When the news came through in Andhra Pradesh that we had our first polio case for seven years, I was advising the state government on introducing hepatitis B and Japanese encephalitis vaccines.
Mainly affecting children under five, polio can lead to irreversible paralysis for about one in 200 infections. It can also lead to death if the paralysis interrupts the breathing.
Those who have lived and worked in less-developed countries are all too familiar with the terrible disability and deformation that polio leaves in its wake.
But, as with smallpox, polio is one of a handful of diseases that cannot survive for long outside the human body. And eradication is a real possibility.
When we have such effective vaccines, the single biggest obstacle to polio eradication is the strength of our immunisation systems. If the routine immunisation system is working, polio will not spread.
So while the child’s parents were willing him to survive and adjusting to the likelihood that survival would also mean permanent disability, I was fretting about our system. The next 30 cases highlighted weaknesses, but a well-aimed immunisation campaign finished off the outbreak.
A social health activist administers drops of the oral polio vaccine to a child in April 2008 during a door-to-door immunisation effort in India. Source: Rotary International/2008.
Around the world, high immunisation coverage with four doses of oral poliovirus (OPV) vaccine for infants has been key to polio eradication efforts. Indeed, enormous synergies exist between polio eradication and routine immunisation, because routine immunisation systems are still the most efficient and effective way of getting polio vaccination to where it’s needed most.
Persistent transmission in Pakistan and major outbreaks in Chad and the Democratic Republic of Congo reflect ongoing weaknesses in immunisation systems.
My country, India, is one of four countries in the world where polio is endemic, but since January 2011, it has not seen a single case of polio. This shows that eradication is possible.

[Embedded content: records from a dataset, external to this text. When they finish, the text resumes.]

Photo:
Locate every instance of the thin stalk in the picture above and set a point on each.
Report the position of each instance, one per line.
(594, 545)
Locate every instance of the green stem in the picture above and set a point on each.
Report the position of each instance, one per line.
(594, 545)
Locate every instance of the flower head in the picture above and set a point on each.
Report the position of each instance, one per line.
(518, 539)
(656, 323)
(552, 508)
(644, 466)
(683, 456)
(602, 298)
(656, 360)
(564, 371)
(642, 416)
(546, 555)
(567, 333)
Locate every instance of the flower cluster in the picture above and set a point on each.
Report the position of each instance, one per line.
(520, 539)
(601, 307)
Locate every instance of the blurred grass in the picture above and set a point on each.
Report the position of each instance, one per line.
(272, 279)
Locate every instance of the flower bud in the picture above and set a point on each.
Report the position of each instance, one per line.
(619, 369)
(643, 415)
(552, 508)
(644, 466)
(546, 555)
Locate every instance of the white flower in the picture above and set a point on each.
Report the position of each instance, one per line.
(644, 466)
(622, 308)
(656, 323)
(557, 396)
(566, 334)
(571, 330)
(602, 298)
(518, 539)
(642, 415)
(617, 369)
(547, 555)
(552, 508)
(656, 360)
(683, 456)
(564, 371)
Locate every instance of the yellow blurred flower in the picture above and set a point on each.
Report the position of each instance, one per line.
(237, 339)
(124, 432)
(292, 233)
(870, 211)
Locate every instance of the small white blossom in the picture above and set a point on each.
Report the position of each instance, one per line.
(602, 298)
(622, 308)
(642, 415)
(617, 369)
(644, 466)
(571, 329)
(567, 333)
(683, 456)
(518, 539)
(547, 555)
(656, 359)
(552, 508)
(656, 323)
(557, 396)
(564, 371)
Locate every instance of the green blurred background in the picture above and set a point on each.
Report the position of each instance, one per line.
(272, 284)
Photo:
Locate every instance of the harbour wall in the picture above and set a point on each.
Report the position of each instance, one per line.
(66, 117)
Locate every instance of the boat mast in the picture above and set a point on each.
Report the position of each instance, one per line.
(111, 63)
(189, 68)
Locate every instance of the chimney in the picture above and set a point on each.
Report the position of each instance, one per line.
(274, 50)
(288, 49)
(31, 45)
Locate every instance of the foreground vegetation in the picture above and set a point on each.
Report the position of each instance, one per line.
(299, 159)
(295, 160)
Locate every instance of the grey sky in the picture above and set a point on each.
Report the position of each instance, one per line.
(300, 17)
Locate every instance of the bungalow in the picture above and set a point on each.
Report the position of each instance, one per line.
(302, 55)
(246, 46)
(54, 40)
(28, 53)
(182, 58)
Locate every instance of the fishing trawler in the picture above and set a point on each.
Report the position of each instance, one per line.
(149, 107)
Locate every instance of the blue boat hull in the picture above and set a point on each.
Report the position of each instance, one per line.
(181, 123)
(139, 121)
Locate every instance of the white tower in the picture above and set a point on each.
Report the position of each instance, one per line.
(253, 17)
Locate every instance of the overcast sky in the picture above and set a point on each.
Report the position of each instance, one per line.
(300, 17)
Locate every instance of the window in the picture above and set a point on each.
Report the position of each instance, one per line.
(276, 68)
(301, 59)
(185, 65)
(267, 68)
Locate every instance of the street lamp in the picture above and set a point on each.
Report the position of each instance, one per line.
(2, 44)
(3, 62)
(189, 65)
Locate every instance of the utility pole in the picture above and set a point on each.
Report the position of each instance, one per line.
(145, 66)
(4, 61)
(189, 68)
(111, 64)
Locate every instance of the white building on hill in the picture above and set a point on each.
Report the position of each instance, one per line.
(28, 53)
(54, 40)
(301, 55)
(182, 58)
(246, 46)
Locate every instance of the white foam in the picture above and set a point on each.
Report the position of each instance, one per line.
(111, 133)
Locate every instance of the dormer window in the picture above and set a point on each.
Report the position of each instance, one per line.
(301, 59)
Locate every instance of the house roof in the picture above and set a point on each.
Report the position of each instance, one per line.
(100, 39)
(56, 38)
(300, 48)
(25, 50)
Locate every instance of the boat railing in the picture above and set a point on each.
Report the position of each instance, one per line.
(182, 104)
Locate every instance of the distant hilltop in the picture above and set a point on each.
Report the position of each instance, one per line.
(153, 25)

Eradicating polio will be a tremendous demonstration of immunisation’s power, allowing countries like my own to focus on other life-saving vaccines.
Victory against polio will be triumph for us all.
Dr Raj Kumar is an Indian national. Between 2002 and 2006, he advised the state of Andhra Pradesh, population 75 million, on immunisation. Now as a Senior Programme Manager for GAVI, he manages GAVI’s portfolio in 13 countries across the Middle East and East Asia.